SQLskills has an ongoing initiative to blog about basic topics, which we’re calling SQL101. We’re all blogging about things that we often see done incorrectly, technologies used the wrong way, or where there are many misunderstandings that lead to serious problems. If you want to find all of our SQLskills SQL101 blog posts, check out SQLskills.com/help/SQL101.
One of the concepts I find people misunderstand frequently is the recovery interval, either for the server as a whole or the per-database setting that was introduced in SQL Server 2012 for indirect checkpoints.
There are two misconceptions here:
- The recovery interval equals how often a checkpoint will occur
- SQL Server guarantees the recovery interval (i.e. crash recovery for the database will only take the amount of time specified in the recovery interval)

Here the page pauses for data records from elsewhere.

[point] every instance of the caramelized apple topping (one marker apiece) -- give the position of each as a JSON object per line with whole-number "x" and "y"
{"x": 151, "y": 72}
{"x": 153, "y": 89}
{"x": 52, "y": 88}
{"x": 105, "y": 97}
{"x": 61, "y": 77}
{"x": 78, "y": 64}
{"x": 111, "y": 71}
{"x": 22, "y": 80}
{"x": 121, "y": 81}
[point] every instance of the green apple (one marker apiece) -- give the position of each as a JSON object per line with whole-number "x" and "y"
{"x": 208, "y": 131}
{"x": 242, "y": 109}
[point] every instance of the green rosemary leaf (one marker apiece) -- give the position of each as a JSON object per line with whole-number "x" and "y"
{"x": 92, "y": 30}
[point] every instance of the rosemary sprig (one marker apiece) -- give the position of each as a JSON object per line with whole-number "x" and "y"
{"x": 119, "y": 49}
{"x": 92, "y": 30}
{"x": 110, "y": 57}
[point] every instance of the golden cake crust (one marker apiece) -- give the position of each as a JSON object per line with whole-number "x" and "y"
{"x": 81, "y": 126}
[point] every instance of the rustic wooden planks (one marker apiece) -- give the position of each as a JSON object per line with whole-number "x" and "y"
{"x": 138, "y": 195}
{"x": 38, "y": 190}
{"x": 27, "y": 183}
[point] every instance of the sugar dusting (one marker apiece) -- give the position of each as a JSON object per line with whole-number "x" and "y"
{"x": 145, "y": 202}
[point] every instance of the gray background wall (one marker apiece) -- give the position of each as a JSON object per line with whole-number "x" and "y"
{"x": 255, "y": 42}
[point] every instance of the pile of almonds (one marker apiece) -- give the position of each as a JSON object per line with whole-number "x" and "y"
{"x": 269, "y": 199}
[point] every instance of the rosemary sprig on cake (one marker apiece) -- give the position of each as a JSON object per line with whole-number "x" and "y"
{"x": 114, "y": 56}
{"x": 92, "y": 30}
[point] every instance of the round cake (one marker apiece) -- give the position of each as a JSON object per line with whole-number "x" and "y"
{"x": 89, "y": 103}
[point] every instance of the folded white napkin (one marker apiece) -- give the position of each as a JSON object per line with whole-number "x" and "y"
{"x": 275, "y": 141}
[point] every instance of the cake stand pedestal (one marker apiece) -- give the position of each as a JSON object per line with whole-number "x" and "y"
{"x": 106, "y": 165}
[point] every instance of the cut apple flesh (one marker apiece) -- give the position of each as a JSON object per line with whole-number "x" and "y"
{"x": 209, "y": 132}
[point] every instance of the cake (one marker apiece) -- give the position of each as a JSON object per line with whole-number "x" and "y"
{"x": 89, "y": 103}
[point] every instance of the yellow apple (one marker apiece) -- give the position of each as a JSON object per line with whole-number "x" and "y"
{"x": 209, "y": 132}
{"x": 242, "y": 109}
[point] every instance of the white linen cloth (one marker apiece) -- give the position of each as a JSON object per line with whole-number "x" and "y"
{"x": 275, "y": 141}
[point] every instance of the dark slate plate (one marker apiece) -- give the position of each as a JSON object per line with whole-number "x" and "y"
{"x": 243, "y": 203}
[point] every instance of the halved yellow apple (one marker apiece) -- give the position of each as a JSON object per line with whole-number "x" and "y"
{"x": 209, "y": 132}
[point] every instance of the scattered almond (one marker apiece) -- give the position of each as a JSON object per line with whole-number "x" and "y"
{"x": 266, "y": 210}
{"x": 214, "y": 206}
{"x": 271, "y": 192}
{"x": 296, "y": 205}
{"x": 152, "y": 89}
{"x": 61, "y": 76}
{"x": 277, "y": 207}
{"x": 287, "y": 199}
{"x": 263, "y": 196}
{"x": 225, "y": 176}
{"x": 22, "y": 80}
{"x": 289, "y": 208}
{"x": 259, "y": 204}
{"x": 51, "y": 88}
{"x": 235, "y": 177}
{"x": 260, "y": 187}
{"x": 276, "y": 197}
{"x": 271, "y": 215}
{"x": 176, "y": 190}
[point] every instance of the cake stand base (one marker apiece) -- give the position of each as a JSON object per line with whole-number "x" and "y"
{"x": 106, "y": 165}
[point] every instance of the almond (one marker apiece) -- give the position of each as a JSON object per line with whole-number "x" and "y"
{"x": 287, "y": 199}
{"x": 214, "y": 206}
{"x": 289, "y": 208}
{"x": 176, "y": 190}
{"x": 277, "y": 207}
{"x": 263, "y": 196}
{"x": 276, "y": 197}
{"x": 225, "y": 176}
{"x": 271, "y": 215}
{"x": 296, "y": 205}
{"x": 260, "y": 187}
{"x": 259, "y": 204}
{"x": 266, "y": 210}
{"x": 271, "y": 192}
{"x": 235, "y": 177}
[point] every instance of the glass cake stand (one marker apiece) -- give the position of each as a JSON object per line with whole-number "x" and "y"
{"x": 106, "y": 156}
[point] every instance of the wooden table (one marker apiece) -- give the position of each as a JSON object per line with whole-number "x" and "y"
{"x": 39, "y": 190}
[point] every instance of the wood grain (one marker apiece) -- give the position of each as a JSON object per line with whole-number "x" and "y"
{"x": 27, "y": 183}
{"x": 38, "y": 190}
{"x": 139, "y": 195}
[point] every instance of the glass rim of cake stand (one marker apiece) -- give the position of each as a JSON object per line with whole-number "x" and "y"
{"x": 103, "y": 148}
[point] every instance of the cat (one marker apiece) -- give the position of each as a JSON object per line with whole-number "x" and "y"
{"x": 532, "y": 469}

A bit of background: crash recovery has two tasks to perform: replaying log records from committed transactions (called REDO) and removing the effect of log records from uncommitted transactions (called UNDO). REDO only has to occur if there have been committed transactions where the changed data pages have not been written to disk (which is done by periodic checkpoints or a lazy writer background thread if there’s memory pressure on the buffer pool).
The recovery interval specifies an ideal upper bound on how long the REDO portion of crash recovery will take. The length of time REDO takes depends on how many log records need to be replayed from committed transactions. To help REDO stay on track, the recovery interval setting forces a checkpoint to occur when a certain number of log records have been generated (a number calculated using the chosen recovery interval).
So although recovery interval *does* control how often a checkpoint occurs, the recovery interval time does not equal the time between checkpoints.
For instance, if the recovery interval is set to one minute (the default), and a checkpoint occurs *now*, when will the next checkpoint occur? If activity in the database is very infrequent, a checkpoint may not occur for a very long time because the calculated recovery time for that activity will be less than one minute. If activity in the database is extremely high, checkpoints may occur every few seconds. Checkpoint frequency entirely depends on how fast log records are being generated *and* the recovery interval setting.
And of course SQL Server cannot *guarantee* the recovery interval. Imagine the recovery interval is set to one minute, and I start a transaction that updates millions of records over several hours. If SQL Server crashes just before the transaction commits, how long do you think it will take to roll back the millions of updates? Certainly it will take much longer than one minute – the configured recovery interval.
So I can update my definition to be: the recovery interval is therefore the ideal upper bound on how long the REDO portion of crash recovery will take, assuming no long-running transactions.
Hope this helps clear up any misconceptions.